# KNOW-HOW Schutz eines FC



## Kleissler (19 August 2005)

Hallo

wer kann mir mal kurz zeigen wie ich den KNOW-HOW Schutz eines FC setzen kann.

Danke


----------



## SinusQuadrat (19 August 2005)

www4.ad.siemens.de
Beitrags-ID:10025431 


FRAGE: 
Wie kann ich meine selbst erstellten Bausteine schützen?

ANTWORT:
STEP 7 stellt zum Schutz von Programmcode die Funktion KNOW_HOW_PROTECT zur Verfügung.
Wird ein über diese Funktion geschützter Baustein geöffnet, so kann nur die Bausteinschnittstelle (IN-, OUT- und IN/OUT- Parameter) und der Bausteinkommentar eingesehen werden. Der Programmcode, die temporären/statischen Variablen und die Netzwerkkommentare werden nicht angezeigt. Eine Änderung des geschützten Bausteins ist nicht möglich.



*Bausteinschutz aktivieren*

   1. Öffnen Sie den KOP/FUP/AWL-Editor
   2. Generieren Sie von dem zu schützenden Baustein eine Quelle.
      (Menü Datei/Quelle generieren)
   3. Schließen Sie Ihren Baustein im KOP/FUP/AWL-Editor und öffnen Sie die erzeugte Quelle
   4. Fügen Sie im Deklarationsteil des Bausteins unter TITLE eine Zeile mit dem Befehl KNOW_HOW_PROTECT ein.
   5. Speichern Sie die Quelle.
      (Menü Datei/Speichern)
   6. Übersetzen Sie die Quelle.
      (Menü Datei/Übersetzen)
   7. Nun ist der Baustein ist geschützt. 







*Bausteinschutz deaktivieren*

   1. Öffnen Sie Ihre Quelle.
   2. Entfernen Sie den Eintrag KNOW_HOW_PROTECT oder kommentieren Sie ihn mit zwei schrägen Strichen aus
   3. Speichern und übersetzen Sie die Quelle
   4. Bausteinschutz ist wieder aufgehoben. 

Hinweis:
Ohne die erzeugte AWL-Quelle können Sie einen geschützten Baustein nicht bearbeiten.


----------



## Lazarus™ (19 August 2005)

Dieses Vorgehen ist jedoch witzlos, da es inzwischen einige Tools gibt, die geschützte Bausteine wieder öffnet.

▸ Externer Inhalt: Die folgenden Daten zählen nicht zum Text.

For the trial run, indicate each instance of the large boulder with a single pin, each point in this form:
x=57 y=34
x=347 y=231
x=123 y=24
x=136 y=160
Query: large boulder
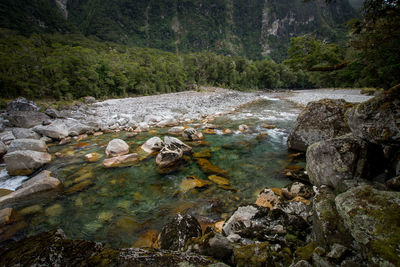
x=320 y=120
x=27 y=119
x=178 y=231
x=372 y=217
x=152 y=145
x=35 y=188
x=333 y=161
x=378 y=119
x=22 y=104
x=22 y=133
x=117 y=147
x=25 y=162
x=27 y=144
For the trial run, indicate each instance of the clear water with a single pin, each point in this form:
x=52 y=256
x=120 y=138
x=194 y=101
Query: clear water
x=121 y=203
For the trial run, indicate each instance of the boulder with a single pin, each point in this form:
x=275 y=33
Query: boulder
x=152 y=145
x=34 y=188
x=332 y=161
x=117 y=147
x=27 y=119
x=190 y=134
x=22 y=104
x=320 y=120
x=3 y=149
x=378 y=119
x=55 y=249
x=176 y=143
x=121 y=161
x=178 y=231
x=169 y=156
x=27 y=144
x=25 y=162
x=177 y=130
x=22 y=133
x=371 y=216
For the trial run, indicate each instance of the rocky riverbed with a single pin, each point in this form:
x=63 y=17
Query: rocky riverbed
x=341 y=211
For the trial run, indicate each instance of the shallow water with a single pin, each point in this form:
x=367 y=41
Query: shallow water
x=116 y=205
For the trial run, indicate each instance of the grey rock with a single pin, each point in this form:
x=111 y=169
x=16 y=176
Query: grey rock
x=22 y=133
x=25 y=162
x=27 y=119
x=378 y=119
x=117 y=147
x=27 y=144
x=34 y=188
x=320 y=120
x=178 y=231
x=22 y=104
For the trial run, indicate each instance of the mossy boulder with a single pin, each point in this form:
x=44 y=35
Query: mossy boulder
x=320 y=120
x=372 y=217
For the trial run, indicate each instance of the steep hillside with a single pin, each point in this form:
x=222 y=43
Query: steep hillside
x=250 y=28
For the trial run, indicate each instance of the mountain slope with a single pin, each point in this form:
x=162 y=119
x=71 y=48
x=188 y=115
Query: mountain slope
x=250 y=28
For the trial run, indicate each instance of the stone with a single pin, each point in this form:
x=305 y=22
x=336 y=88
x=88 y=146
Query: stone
x=169 y=156
x=371 y=216
x=178 y=231
x=191 y=134
x=177 y=130
x=378 y=119
x=22 y=133
x=3 y=149
x=208 y=168
x=176 y=143
x=121 y=161
x=22 y=104
x=27 y=144
x=153 y=144
x=93 y=157
x=332 y=161
x=320 y=120
x=55 y=249
x=40 y=185
x=117 y=147
x=27 y=119
x=25 y=162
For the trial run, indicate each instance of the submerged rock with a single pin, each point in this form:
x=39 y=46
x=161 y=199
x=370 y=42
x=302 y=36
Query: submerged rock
x=25 y=162
x=320 y=120
x=117 y=147
x=178 y=231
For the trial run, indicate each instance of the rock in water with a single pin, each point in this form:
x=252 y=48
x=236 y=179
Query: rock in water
x=190 y=134
x=378 y=119
x=27 y=144
x=320 y=120
x=25 y=162
x=35 y=187
x=178 y=231
x=152 y=145
x=117 y=147
x=22 y=104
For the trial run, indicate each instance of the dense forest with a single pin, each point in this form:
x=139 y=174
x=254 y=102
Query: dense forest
x=69 y=66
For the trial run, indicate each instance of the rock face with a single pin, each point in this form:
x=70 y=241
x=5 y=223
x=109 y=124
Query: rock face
x=25 y=162
x=190 y=134
x=371 y=216
x=54 y=249
x=332 y=161
x=178 y=231
x=32 y=189
x=152 y=145
x=319 y=121
x=117 y=147
x=22 y=104
x=27 y=144
x=378 y=119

In dieser hinsicht kann man sich das sparen.

Ich denke auch, das es eine Fehlersuche und Service eventuell schwerer bzw. unmöglich macht...


----------



## Kleissler (19 August 2005)

*Know-How Schutz*

Danke für die schnelle Antwort

hab das getestet... funzt, danke.

Was mich neugierig gemacht hat war das mit den TOOLS um den Know-How Schutz zu umgehen, aber das wird mir warscheinlich keiner verraten.

Danke dennoch


----------



## Markus (19 August 2005)

*Re: Know-How Schutz*



			
				Kleissler schrieb:
			
		

> aber das wird mir warscheinlich keiner verraten.



vieleicht die suchfunktion oder google...


----------



## Zottel (19 August 2005)

*Re: Know-How Schutz*



			
				Kleissler schrieb:
			
		

> Was mich neugierig gemacht hat war das mit den TOOLS um den Know-How Schutz zu umgehen, aber das wird mir warscheinlich keiner verraten.

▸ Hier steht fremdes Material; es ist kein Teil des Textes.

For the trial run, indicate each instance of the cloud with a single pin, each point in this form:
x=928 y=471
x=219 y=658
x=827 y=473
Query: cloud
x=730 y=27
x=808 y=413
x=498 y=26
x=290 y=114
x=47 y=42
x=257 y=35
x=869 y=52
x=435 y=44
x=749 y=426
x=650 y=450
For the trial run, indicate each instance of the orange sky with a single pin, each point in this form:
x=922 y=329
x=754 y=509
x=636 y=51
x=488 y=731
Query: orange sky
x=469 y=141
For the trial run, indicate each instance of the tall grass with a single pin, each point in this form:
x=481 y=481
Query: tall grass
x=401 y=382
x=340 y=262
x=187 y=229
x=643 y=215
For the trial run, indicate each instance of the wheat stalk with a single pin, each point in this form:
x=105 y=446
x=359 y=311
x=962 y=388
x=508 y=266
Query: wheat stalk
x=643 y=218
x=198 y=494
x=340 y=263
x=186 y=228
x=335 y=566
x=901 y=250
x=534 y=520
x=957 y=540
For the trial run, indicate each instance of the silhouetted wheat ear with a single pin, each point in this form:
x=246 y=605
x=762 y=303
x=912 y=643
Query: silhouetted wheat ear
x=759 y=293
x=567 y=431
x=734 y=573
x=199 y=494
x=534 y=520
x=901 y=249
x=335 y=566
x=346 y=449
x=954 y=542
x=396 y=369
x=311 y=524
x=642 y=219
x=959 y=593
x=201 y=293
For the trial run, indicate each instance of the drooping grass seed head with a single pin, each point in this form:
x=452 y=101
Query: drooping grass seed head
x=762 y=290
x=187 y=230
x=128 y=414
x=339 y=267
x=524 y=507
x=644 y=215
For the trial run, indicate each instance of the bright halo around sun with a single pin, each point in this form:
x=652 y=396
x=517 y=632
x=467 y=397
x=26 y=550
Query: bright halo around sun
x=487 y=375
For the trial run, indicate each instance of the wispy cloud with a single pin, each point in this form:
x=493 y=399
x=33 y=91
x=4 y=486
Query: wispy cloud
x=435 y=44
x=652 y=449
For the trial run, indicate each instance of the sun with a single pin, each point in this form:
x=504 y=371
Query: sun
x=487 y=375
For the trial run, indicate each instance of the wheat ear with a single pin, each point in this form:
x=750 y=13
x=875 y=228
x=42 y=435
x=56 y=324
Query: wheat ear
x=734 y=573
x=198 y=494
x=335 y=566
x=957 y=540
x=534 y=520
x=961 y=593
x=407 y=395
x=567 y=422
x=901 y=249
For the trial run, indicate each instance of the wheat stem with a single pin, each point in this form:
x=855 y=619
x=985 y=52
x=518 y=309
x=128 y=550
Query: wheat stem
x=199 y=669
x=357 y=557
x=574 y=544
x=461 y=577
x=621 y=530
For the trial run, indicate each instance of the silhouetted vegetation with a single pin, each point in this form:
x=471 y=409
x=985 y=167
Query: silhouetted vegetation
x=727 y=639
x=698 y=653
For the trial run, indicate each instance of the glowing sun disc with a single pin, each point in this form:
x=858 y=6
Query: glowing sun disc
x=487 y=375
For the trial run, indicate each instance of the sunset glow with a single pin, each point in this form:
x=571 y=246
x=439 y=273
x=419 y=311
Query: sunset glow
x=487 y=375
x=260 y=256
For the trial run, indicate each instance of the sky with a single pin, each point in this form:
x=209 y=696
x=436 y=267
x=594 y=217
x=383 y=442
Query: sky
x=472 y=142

Das ist kein so großes Ding: Wenn du's einfach haben willst, gibt es ein fertiges Tool namens "can opener": http://www.runmode.com


Wenn du ein bischen mehr "fummeln" willst, besorgst du dir ein Programm, das DBase IV compatible Datenbank files lesen und editieren kann. Du suchst dir aus den endlos vielen Dateien, die ein jedes Projekt enthält die richtige (habe vergessen, welche) und dann siehst du schon ein Feld, das irgendwie mit "know how" oder "protect" oder so heißt und setzt es so wie bei den lesbaren Bausteinen.


----------



## RainerE (22 August 2005)

*Acces*

Bausteine kann man  mit access entschützen.


----------



## cybear (22 August 2005)

*KnowHowProtect entfernen*

@ Kleissler 
den Schutz kann man auch wie unten aufgeführt  entfernen.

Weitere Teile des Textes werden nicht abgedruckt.